"""Lee-Sudhir-Wang serialized fiction reading dataset, semi-synthetic.
This module ships a documented semi-synthetic mirror of the empirical
setting in Lee, Sudhir, and Wang (2026), who study sequential reading
decisions on a serialized fiction platform. The original platform data
is not redistributable so the loader generates a panel from a
parametric data-generating process whose state space, action set, and
latent-type mixture mirror the source paper.
State representation (simplified to a finite integer index):
chapter_index in {0, ..., n_chapters_per_book - 1}
wait_bin in {0, 1, 2, 3, 4} (discretized days since release)
pricing in {0, 1} (0 = discount window, 1 = full price)
prev_paid in {0, 1} (1 if user paid for the previous chapter)
Action set:
a = 0 pay-and-read
a = 1 wait-and-read
a = 2 exit the current book
Latent types (two dominant segments from Lee-Sudhir-Wang 2026):
z = 0 high-patience, monetization-focused (mixture weight 0.4)
z = 1 budget-conscious, patient (mixture weight 0.6)
Identification anchor:
Action a = 2 (exit) carries utility zero per type.
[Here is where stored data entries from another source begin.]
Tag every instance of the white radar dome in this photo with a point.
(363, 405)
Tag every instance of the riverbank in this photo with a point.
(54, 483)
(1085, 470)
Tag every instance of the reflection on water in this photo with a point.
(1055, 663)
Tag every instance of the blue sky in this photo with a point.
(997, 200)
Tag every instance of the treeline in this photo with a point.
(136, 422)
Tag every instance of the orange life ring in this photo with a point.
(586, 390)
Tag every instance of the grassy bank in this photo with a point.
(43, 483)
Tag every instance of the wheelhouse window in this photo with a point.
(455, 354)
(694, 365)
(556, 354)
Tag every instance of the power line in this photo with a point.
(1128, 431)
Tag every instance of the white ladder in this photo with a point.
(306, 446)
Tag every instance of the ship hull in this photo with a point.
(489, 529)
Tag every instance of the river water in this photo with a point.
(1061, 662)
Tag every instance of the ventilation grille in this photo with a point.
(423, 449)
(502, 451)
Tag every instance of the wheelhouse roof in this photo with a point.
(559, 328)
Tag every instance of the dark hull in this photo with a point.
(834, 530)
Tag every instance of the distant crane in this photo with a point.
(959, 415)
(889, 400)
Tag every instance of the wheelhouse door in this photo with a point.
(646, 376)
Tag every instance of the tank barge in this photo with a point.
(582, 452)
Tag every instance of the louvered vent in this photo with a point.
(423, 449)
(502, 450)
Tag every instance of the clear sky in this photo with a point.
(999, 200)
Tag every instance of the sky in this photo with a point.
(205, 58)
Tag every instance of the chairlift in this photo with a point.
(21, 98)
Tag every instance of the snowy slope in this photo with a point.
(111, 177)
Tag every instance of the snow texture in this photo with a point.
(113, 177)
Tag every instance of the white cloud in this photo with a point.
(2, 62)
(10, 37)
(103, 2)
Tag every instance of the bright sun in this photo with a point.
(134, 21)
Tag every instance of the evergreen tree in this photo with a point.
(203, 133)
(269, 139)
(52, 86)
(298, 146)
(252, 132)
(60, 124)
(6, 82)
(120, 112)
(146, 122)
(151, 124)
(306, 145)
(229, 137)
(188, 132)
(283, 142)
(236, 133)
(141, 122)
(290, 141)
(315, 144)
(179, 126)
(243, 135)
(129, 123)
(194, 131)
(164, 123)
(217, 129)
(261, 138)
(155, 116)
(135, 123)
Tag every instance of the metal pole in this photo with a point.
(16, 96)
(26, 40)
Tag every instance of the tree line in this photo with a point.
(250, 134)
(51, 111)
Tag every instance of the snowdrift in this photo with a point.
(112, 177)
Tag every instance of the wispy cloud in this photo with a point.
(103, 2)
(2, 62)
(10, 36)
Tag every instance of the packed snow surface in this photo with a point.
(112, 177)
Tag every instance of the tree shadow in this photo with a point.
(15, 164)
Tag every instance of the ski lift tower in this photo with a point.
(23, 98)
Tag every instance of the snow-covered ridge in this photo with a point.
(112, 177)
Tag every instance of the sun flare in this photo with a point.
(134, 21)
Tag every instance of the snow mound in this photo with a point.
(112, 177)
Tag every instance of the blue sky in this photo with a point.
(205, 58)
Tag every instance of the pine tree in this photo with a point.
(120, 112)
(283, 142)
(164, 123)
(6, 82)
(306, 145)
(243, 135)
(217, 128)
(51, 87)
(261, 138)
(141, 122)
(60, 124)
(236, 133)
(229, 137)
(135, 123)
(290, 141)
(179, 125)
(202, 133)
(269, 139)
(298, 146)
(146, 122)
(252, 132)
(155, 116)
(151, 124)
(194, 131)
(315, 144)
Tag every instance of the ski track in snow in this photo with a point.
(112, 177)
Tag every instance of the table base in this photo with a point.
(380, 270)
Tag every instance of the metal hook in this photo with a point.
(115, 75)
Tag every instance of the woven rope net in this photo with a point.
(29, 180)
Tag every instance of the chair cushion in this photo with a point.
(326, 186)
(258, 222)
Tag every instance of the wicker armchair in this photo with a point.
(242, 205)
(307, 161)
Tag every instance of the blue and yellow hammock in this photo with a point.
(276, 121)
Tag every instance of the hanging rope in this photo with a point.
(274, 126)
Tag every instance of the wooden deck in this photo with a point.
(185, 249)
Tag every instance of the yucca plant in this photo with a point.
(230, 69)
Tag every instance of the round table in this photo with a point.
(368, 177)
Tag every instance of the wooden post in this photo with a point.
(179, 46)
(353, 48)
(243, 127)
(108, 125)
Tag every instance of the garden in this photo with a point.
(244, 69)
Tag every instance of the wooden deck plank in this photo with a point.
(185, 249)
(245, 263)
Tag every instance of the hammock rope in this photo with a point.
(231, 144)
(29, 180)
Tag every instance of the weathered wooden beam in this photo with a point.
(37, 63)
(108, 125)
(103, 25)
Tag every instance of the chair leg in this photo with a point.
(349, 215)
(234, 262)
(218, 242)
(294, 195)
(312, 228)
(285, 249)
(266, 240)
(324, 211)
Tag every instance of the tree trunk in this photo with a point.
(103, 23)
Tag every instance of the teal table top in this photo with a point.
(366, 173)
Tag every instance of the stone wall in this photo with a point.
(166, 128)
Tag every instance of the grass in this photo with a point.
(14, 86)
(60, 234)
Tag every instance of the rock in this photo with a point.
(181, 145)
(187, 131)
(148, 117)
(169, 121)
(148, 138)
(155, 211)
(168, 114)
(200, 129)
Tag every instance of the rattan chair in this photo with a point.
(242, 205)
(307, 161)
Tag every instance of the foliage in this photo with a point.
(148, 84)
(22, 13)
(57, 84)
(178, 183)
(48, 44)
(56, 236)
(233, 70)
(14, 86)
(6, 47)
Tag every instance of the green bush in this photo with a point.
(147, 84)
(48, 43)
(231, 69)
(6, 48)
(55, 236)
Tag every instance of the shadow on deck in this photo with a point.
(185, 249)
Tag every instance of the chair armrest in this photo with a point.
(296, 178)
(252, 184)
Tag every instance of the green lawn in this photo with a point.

Type-specific
utilities for pay-and-read and wait-and-read are identified
relative to exit. This mirrors the anchor assumption in the
source paper.
Reference:
Lee, Y.-J., Sudhir, K., and Wang, Y. (2026). "Adversarial Inverse
Reinforcement Learning with Unobserved Heterogeneity in Sequential
Content Consumption." Working paper.
"""
from __future__ import annotations
import json
from pathlib import Path
from typing import Optional
import numpy as np
import pandas as pd
# ---------------------------------------------------------------------------
# Parametric data-generating process
# ---------------------------------------------------------------------------
# Per-type utility coefficients on (pay, wait, exit). Exit is the anchor
# at zero. The remaining two coefficients are intercepts per action per
# type. Calibrated below to yield a marginal purchase rate near six
# percent under the default mixture weight and price draws.
_DEFAULT_THETA = {
0: {"alpha_pay": -1.7, "alpha_wait": -3.0}, # high-patience, pays
1: {"alpha_pay": -5.0, "alpha_wait": -2.0}, # budget-conscious, waits
}
# Shared coefficients on observed state covariates.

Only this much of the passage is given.